How we landed on repo[Shape]¶
The key type was the last typing wall we hit. The first, and the one that shaped the whole API, was a different question: how do you return a partial row without lying about its type?
The starting point was the obvious generic repository: a Repository[Model, DTO]
where every read hydrates the full DTO.
@dataclass(slots=True)
class TaskDTO:
id: int
title: str
status: str
repo.first() # -> TaskDTO, always all three columns
That is fine until you only need title. The query still selects every
column, and the DTO still carries every field. You want to ask for a subset, and
have the type narrow to match.

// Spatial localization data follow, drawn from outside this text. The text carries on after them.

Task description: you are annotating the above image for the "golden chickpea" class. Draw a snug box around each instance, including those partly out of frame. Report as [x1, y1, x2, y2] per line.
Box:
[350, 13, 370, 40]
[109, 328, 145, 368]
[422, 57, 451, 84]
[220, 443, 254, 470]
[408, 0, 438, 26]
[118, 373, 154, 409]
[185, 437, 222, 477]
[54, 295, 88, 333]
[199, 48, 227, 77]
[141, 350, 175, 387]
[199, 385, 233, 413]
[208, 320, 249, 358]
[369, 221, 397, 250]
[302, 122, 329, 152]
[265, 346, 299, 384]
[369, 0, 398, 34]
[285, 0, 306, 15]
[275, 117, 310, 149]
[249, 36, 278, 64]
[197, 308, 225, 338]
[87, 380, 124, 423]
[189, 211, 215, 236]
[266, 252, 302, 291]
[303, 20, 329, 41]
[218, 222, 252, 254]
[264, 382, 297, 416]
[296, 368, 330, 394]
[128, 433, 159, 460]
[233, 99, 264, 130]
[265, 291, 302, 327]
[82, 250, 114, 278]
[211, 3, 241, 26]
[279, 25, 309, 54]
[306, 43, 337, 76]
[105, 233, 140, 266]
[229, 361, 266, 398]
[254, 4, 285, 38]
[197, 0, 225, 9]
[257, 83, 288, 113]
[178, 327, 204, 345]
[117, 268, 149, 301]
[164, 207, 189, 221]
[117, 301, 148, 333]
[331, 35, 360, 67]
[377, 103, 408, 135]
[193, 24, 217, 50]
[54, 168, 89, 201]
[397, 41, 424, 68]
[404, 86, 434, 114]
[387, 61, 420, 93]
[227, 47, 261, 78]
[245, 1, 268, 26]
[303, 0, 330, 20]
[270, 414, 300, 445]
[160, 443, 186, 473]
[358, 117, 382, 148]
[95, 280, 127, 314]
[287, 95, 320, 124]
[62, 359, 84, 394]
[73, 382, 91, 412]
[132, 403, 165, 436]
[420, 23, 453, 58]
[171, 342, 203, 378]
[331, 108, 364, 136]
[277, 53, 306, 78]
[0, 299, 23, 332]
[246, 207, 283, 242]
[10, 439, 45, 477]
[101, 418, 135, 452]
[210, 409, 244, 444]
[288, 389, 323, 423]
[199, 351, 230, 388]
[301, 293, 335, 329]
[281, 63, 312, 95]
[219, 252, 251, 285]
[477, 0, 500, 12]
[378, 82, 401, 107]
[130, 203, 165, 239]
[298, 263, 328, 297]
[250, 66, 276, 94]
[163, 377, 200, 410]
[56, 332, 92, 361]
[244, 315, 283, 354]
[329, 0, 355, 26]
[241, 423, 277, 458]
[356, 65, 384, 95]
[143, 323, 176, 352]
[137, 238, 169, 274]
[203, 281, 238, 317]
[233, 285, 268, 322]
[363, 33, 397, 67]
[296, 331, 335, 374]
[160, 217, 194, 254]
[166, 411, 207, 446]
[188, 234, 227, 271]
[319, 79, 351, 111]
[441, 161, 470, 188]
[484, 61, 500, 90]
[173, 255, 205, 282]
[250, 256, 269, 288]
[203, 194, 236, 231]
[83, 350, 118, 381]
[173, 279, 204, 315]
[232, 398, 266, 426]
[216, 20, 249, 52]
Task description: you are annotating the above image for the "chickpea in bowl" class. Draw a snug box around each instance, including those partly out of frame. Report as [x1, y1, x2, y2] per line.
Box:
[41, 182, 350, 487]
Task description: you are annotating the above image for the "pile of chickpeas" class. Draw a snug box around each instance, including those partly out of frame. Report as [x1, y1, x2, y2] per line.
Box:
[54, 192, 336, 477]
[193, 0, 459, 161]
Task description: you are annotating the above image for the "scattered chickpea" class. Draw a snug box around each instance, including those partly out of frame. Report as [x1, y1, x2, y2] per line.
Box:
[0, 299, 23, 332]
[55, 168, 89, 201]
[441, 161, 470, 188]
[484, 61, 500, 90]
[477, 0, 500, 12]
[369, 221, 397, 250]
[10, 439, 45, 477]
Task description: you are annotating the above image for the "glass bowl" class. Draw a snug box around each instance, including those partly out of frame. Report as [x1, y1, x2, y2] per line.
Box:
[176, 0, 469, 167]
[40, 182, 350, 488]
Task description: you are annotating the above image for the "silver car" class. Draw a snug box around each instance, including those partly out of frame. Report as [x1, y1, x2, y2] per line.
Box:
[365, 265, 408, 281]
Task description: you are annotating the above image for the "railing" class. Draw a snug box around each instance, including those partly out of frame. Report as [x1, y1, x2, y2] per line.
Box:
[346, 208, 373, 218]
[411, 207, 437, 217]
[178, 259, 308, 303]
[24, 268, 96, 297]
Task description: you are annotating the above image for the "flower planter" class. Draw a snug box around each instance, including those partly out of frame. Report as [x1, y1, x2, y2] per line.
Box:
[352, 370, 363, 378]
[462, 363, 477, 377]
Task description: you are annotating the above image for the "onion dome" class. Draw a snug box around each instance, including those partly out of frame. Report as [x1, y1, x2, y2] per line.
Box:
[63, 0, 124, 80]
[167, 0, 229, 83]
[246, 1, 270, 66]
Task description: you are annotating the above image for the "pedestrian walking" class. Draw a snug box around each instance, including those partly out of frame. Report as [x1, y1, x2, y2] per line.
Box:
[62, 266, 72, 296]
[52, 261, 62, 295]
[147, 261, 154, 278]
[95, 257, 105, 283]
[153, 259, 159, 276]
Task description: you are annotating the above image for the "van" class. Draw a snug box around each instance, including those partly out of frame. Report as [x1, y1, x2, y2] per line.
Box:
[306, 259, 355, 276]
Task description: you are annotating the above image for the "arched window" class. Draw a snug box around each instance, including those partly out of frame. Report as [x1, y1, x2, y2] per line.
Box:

Each attempt to express that ran into a wall:
- Make the DTO fields optional.
title: str | None, then checkif dto.title is not Noneeverywhere. This poisons every call site with runtimeNone-checks for fields you know are present, the type lost the very information that made it useful. - Use a
TypedDictinstead of a dataclass. It models partial shapes, but a dict carries more memory overhead than aslots=Truedataclass and loses the attribute-access ergonomics. We picked dataclasses precisely for the lean footprint; trading it back for partial typing was a bad deal. - Lean on PEP 695 type parameters. The
clean
class Repository[Model, DTO]syntax is lovely, but a type parameter is a static-only thing, you can't pull the chosen shape back out at runtime to build theSELECT. Same wall as the key type, one layer up.
The breakthrough was to stop trying to encode the shape in the class and encode
it per call, with __getitem__:
repo[Shape] returns a lightweight clone of the repository bound to Shape for
the next call, clone-and-cast: copy.copy(self) plus a cast to
Repository[Model, Shape]. The runtime gets the shape (to project the columns
and build the narrow object); the type checker gets the cast (so the return type
is Shape, not the full DTO). The two needs that couldn't be met by one
mechanism are split across the two worlds that can each serve one of them. The
projection recipe covers it from the user's side.
It is a small amount of extra code, and it buys the signature we wanted all
along: repo[TaskCard].first(...) -> TaskCard | None. The alternatives we
weighed and rejected, currying (repo.first(Shape)(...)) or a shape= keyword
argument, either traded one kind of boilerplate for another (a fan of
_FirstCurried / _ListCurried protocols to keep the curried calls typed) or
gave up the projection sugar entirely. repo[Shape] reads cleanly at the call
site and keeps the internals small, so it won.
The honest footnote, the same one that governs the key type: the projection
mechanism is runtime-checked, not statically guaranteed to be a subset of the
model. If Shape names a field the model doesn't have, you find out at the
query, not at the type level. Indexed access types would let the checker prove
the subset relationship; until then, the cast is the seam where we trade a static
guarantee for a runtime one, deliberately, and in one place.
The design we chose¶
Given the constraint, the goal was the least boilerplate that still type-checks honestly:
PKTdefaults toint. Most tables are keyed by an integer, so most repositories declare nothing and still get a checked id,repo.get("oops")is an error with zero extra typing.PKTis the last type parameter. A non-int key costs exactly one token (str,uuid.UUID) in a slot the common case never touches.pk_columnaccepts a column reference at runtime.pk_column = Page.url_hashis checked against the model and reads naturally, even though, per the rules above, it cannot feed the static key type. That stays inPKT.
The split is deliberate: the column's name is a runtime concern
(pk_column), the key's type is a static one (PKT). Python cannot bridge
them for us, so we state each in the one place that can.
You declare the key type exactly once. There is no projection that avoids it, and pretending otherwise would mean lying to the checker. When indexed access types land in some future Python, this page gets shorter.